A Home with a View is a 2019 Hong Kong black comedy film directed by Herman Yau and starring Francis Ng, Louis Koo, Anita Yuen and Cheung Tat-ming, who also co-produced and wrote the screenplay. The film is an adaptation the play, Family Surprise, which was also written by Cheung.

==Plot==
In order to preserve the value of his assets, Lo Wai-man (Francis Ng) spent all of his savings and his father's retirements pensions to purchase an old-age flat in the middle of a noisy neighborhood, cohabiting with his neurotic wife, Suk-yin (Anita Yuen), unemployed son, Bun-hong (Ng Siu-hin), daughter, Yu-sze(Jocelyn Choi) who is going through puberty and his elderly, disabled father (Cheung Tat-ming).
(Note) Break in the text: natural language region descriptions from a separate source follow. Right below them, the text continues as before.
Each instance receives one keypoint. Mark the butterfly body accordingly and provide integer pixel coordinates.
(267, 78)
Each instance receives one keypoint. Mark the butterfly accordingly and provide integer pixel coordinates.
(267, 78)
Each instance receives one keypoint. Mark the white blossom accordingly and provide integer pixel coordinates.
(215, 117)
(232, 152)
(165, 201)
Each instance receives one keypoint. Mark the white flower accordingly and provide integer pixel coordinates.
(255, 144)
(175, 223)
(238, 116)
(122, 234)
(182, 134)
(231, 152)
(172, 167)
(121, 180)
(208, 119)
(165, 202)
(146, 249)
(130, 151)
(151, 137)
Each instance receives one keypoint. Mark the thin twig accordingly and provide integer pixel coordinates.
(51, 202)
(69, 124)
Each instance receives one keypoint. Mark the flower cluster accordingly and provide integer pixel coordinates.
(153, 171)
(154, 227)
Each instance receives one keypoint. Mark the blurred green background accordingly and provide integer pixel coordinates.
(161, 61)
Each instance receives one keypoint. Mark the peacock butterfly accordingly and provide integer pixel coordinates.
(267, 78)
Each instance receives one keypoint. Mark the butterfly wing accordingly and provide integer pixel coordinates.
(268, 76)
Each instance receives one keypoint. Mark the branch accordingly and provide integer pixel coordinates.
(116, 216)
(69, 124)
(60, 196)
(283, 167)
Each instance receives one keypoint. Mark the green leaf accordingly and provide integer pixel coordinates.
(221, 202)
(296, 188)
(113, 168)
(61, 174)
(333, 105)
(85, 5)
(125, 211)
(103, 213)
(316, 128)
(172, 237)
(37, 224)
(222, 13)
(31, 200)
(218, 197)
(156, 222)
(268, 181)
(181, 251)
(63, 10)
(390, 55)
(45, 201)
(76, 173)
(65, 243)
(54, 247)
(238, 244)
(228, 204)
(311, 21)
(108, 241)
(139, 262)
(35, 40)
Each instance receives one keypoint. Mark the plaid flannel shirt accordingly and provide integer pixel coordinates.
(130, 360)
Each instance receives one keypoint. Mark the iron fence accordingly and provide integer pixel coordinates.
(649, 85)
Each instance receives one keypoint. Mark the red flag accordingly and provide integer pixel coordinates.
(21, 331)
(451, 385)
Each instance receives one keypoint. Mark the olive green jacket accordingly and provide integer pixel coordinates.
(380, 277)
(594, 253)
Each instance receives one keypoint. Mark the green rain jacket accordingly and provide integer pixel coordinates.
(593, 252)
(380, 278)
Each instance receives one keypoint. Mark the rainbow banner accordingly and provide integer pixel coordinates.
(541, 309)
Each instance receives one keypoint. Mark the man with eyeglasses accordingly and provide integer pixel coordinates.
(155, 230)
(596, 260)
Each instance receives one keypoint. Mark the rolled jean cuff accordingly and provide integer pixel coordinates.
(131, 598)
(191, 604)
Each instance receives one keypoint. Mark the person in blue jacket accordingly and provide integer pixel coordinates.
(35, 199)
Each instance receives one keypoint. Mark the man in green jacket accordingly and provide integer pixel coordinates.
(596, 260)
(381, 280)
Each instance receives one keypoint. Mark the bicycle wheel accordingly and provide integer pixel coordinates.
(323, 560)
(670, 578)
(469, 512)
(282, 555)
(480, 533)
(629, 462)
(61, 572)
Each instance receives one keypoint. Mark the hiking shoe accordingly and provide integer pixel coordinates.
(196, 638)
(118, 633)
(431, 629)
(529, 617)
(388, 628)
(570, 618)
With tight living quarters, noisy neighbors, and less than desirable living standards, the Lo family often find themselves at each other's necks over the smallest of inconveniences. Luckily, through a window in the living room lies a distant view of the beautiful ocean which prevents the household from going insane. However, one day, the ocean view disappears after a billboard is illegally built on a neighboring building. With their only sense of relief in the crowded city gone, the Lo family begin to quarrel nonstop. In order to regain the peace within the household, the Lo family does everything in their power to remove the billboard and its owner, Wong Siu-choi (Louis Koo).

==Cast==
===Main cast===
- Francis Ng as Lo Wai-man
- Louis Koo as Wong Siu-choi
- Anita Yuen as Suk-yin
- Cheung Tat-ming as Grandpa
- Lam Suet as Butcher

===Special appearance===
- Anthony Wong as Cheung
- Bowie Wu as Superintendent
- Lo Hoi-pang as Chan Tai-hung
- Law Kar-ying as Landlord
- Lawrence Cheng as District council representative
- Sam Lee as Environment protection officer

===Other cast===
- Elena Kong as Betrayed wife
- Evergreen Mak as Taxi driver
- Kingdom Yuen as Guidance counselor
- Lam Chi-chung as Mr. Lee
- Anna Ng as Woman arguing in bus
- Wilfred Lau as Man walking with dog
- 6-Wing as Mortgage company staff
- C Kwan as Mortgage company staff
- Joyce Cheng as CID officer
- Mak Ling-ling as House department officer
- Harriet Yeung as Real estate agent
- Tyson Chak as Advertising company staff
- Ng Siu-hin as Lo Bun-hong
- Jocelyn Choi as Lo Yu-sze
- Siupo Chan as Woman fighting for fish
- J. Arie as Nurse in mental hospital
- Anderson Junior as Commerce, Industry & Tourism branch officer
- Angelina Lo
- Yu Chi-ming as Fish stall hawker
- Strawberry Yeung as Real estate agent
- Ricky Wong as Male property viewer
- Celine Ma as Female property viewer
- Gill Mohindepaul Singh as Indian
- Bonnie Wong as Chan Tai-hung's wife
- Gladys Liu as Tenant
- Mandy Yiu as Female tenant
- Dickson Yuen
- Kong Ling-ling as Mrs. Chiu
- Renci Yeung as Property viewer
- Kitty Yuen as Wong Siu-choi's nurse

==Production==
Filming for A Home with a View began on 11 December 2017 in Kwun Tong, where a blessing ceremony was held and was attended by director Herman Yau and cast members Francis Ng, Louis Koo, Anita Yuen, Cheung Tat-ming, Lawrence Cheng, Elena Kong and Evergreen Mak. The film is an adaptation of the play, Family Surprise, written by Cheung, who also serves as the film's producer and screenwriter while also donning elderly makeup to portray the role of Ng's father. Cheung revealed that he originally had no interest in playing the role and it was originally a female character in the play, but was persuaded by Ng to do so. Production for the film wrapped up in February 2018.

==Release==
On 19 March 2018, the film promoted at the 2018 Hong Kong Filmart, where its first poster and trailer was unveiled. There, it was also announced the film is slated to be released in the summer of 2018.

But it was then delayed and subsequently released in Hong Kong on 24 January 2019.